Metal–organic
frameworks (MOFs) are a class of crystalline
materials composed of metal nodes or clusters connected via semi-rigid
organic linkers. Owing to their high-surface area, porosity, and tunability,
MOFs have received significant attention for numerous applications
such as gas separation and storage. Atomistic simulations and data-driven
methods [e.g., machine learning (ML)] have been successfully employed
to screen large databases and successfully develop new experimentally
synthesized and validated MOFs for CO2 capture. To enable
data-driven materials discovery for any application, the first (and
arguably most crucial) step is database curation. This work introduces
the ab initio REPEAT charge MOF (ARC–MOF) database. This is
a database of ∼280,000 MOFs which have been either experimentally
characterized or computationally generated, spanning all publicly
available MOF databases. A key feature of ARC–MOF is that it
contains density functional theory-derived electrostatic potential
fitted partial atomic charges for each MOF. Additionally, ARC–MOF
contains pre-computed descriptors for out-of-the-box ML applications.

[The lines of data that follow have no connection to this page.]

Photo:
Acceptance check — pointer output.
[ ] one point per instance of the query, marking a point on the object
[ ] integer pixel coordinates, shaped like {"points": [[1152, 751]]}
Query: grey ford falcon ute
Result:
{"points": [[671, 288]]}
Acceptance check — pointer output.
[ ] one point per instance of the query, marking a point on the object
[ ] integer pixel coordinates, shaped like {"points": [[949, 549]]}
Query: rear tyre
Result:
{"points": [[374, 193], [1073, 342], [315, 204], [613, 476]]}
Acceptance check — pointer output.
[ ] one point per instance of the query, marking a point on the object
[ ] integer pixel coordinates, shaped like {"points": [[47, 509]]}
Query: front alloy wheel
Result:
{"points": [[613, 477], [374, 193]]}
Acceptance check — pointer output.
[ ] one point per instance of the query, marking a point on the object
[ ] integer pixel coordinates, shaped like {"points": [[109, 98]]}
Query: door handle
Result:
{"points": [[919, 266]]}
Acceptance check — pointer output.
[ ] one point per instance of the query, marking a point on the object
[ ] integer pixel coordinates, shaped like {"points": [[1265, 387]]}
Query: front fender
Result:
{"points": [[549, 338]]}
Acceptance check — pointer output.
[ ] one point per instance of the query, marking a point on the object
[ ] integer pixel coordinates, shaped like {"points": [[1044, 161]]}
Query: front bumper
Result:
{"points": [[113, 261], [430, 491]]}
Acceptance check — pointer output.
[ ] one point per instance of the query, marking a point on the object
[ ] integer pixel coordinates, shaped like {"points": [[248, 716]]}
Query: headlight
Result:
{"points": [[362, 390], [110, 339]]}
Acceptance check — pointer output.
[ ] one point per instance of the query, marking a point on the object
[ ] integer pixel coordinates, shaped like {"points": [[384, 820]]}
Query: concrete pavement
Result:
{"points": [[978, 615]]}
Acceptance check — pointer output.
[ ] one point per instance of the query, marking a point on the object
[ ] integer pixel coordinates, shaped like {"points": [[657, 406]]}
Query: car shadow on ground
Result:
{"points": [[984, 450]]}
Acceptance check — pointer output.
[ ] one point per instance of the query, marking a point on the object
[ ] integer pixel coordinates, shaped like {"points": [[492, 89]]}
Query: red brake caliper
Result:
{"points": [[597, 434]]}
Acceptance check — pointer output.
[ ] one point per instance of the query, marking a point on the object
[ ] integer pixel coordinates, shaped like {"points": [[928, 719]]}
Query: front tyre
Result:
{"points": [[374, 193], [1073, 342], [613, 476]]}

An in-depth analysis of the diversity of ARC–MOF with respect
to the currently mapped design space of MOFs was performeda
critical, yet commonly overlooked aspect of previously reported MOF
databases. Using this analysis, balanced subsets from ARC–MOF
for various ML purposes have been identified, with a case study of
the effect of training set on the ML performance. Other chemical and
geometric diversity analyses are presented, with an analysis on the
effect of the charge-assignment method on atomistic simulation of
the gas uptake in MOFs.